Chancellor Rachel Reeves said on Wednesday that “economic growth is the number one mission of this government” as she unveiled a series of proposals to boost the UK’s economy.
But how quickly could the government get growth from the plans she announced?
Critics have argued some of the projects – such as expanding Heathrow – would not help in the near term.
BBC Verify has examined some of the key numbers and claims.
How slow is the UK’s growth?
The most recent official data shows there was virtually no growth in GDP – the overall size of the UK economy – between the July 2024 election and November 2024.
And the latest medium term official growth forecast from the Office for Budget Responsiblity, the government’s official forecaster, is for 1.6% GDP growth in 2029, which would be well below the pre-2008 financial crisis average growth of 2.8% a year.
However, the International Monetary Fund has forecast that the UK’s growth rate for 2025 and 2026 will be higher than in France and Germany.
Lower rates of GDP growth would translate into slower growth in our wages and incomes and general living standards.
Heathrow expansion
The chancellor said that allowing Heathrow to build a third runway would “create 100,000 jobs”, boost investment and exports and “unlock futher growth”.
She cited a new report by the consultancy Frontier Economics which found it could increase the UK’s potential GDP by 2050 by 0.43%, around £17bn.

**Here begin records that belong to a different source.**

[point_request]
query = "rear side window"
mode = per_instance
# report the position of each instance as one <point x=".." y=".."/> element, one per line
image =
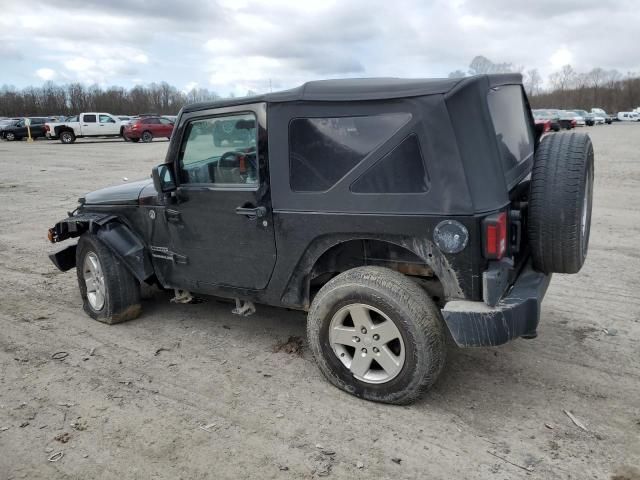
<point x="323" y="150"/>
<point x="400" y="171"/>
<point x="509" y="115"/>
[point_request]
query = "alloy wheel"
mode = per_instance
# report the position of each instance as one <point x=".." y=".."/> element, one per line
<point x="367" y="342"/>
<point x="94" y="281"/>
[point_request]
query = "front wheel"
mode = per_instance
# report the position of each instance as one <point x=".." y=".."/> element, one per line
<point x="110" y="293"/>
<point x="377" y="335"/>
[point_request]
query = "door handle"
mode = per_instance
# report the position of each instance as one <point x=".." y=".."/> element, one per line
<point x="172" y="216"/>
<point x="252" y="212"/>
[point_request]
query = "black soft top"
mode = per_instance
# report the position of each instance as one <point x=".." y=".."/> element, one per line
<point x="360" y="89"/>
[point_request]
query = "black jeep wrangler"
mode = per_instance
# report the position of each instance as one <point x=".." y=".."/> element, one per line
<point x="397" y="212"/>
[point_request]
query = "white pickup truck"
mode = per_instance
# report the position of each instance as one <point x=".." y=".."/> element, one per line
<point x="90" y="124"/>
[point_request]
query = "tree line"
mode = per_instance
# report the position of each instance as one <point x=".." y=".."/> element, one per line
<point x="71" y="99"/>
<point x="568" y="88"/>
<point x="564" y="89"/>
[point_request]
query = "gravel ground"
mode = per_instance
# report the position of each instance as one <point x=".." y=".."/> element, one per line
<point x="191" y="391"/>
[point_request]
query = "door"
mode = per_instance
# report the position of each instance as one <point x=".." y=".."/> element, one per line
<point x="221" y="228"/>
<point x="166" y="127"/>
<point x="89" y="124"/>
<point x="107" y="125"/>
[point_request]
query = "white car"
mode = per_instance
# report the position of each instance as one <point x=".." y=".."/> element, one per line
<point x="628" y="117"/>
<point x="580" y="122"/>
<point x="90" y="124"/>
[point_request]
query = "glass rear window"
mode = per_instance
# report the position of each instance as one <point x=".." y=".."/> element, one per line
<point x="510" y="120"/>
<point x="323" y="150"/>
<point x="400" y="171"/>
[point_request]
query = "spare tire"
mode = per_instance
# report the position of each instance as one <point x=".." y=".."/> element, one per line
<point x="560" y="200"/>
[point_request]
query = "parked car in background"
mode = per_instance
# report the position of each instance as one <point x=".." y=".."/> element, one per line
<point x="7" y="122"/>
<point x="578" y="119"/>
<point x="19" y="129"/>
<point x="628" y="117"/>
<point x="91" y="124"/>
<point x="588" y="118"/>
<point x="546" y="115"/>
<point x="567" y="119"/>
<point x="608" y="119"/>
<point x="147" y="128"/>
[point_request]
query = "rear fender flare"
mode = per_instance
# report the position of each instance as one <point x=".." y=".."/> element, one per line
<point x="296" y="292"/>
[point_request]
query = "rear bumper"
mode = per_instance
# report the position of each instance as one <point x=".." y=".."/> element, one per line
<point x="475" y="324"/>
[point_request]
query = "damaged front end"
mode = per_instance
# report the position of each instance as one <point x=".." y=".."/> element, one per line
<point x="114" y="234"/>
<point x="73" y="226"/>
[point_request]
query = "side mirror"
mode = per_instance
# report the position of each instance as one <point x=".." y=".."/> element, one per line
<point x="163" y="178"/>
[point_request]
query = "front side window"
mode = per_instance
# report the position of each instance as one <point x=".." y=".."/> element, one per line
<point x="220" y="150"/>
<point x="324" y="150"/>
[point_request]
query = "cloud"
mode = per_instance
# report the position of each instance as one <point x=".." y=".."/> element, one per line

That is broadly in line with the findings of an independent commission by Sir Howard Davies in 2015, which concluded a third runway at Heathrow would support UK trade and enhance productivity and push up GDP by 0.65-0.75% by 2050 relative to otherwise.
However, most analysts believe it would likely take many years before shovels went into the ground to start building a new runway, even with new reforms to speed up the planning process.
And the government will have a difficult balancing act to both expand Heathrow and meet its climate goals.
BBC Verify asked the Treasury for its source for the 100,000 jobs figure and it pointed to a 2017 report by the Department for Transport estimating that a new runway at Heathrow could add between 57,000 and 114,000 additional local jobs. Though that report added that “these jobs are not additional at the national level, as some jobs may have been displaced from other airports or other sectors.”
Oxford-Cambridge Growth Corridor
The chancellor in her speech claimed an Oxford and Cambridge Growth Corridor “could add up to £78bn to the UK economy by 2035”.
This corridor is a resurrection of the previous government’s plans to join Oxford and Cambridge with new transport links and allow those two university and research hubs to expand.
In support of the chancellor’s figure, the Treasury has cited research by an industry group called the Oxford-Cambridge Supercluster.
This research shows that this £78bn is a “cumulative figure” over 10 years, not the boost in a given year.
The analysis suggests the project could add £25bn in Gross Value Added (GVA) a year to the UK economy by 2035.
That would constitute roughly a permanent 1% boost to UK GDP by that date.
Estimates of the impacts of an infrastructure project on growth are inherently uncertain and very sensitive to the assumptions of researchers about what would have happened to growth if it had never been built.
Yet most economists do believe infrastructure projects, especially those that allow already productive places to expand, will ultimately help the UK economy grow more rapidly than otherwise.
Ben Caswell, a senior economist at The National Institute of Economic and Social Research (Niesr), said: “Big infrastructure projects typically deliver growth over the long term, approximately 10 to 20 years.”
“There may be a small demand side boost in the short term when shovels are in the ground, but nothing so significant that you would see it in headline GDP growth figures.
“However, after the project is complete, the supply capacity of the economy is permanently enhanced, and, all other things equal, that delivers higher sustained GDP growth than would have otherwise been.”
Pensions reform
Another reform the chancellor says will be pro-growth is enabling UK companies to access the funds from their “defined benefit pension” pots, held on behalf of their workforces to fund their retirement.
Defined benefit pension schemes guarantee an annual pension payment to retired workers, based on their salary while they were in work.
Many of these defined benefit pension pots have moved into surplus in recent years due to the rise in interest rates since the pandemic, meaning their financial assets (their investments) are greater than their financial liabilities (what they have to pay out to pensioners).
The Treasury has said that approximately 75% of schemes are now in surplus and that the total surplus adds up to £160bn.
The chancellor wants to legislate to allow the firms to use these funds to invest, while keeping safeguards to protect and guarantee workers’ pension pay-outs.
Measuring the size of the surplus of defined benefit scheme depends on various complex assumptions about the scheme and its relationship to the employer.
The official Pension Regulator estimates that on one measurement the size in September 2024 was £207bn, but £137bn on a different measurement.
The Treasury’s estimate is roughly midway between the two.
If such sums were deployed that could, in theory, make a positive difference to overall UK business investment, which is regarded by economists as both a short term and a long term driver of GDP growth.
Total business investment in 2023, according to official data, was £258bn.
But the size of any boost from this pension reform would depend on companies being willing to invest their surpluses, which is subject to great uncertainty as many firms have been looking to offload their defined benefit pension schemes to insurance companies in recent years.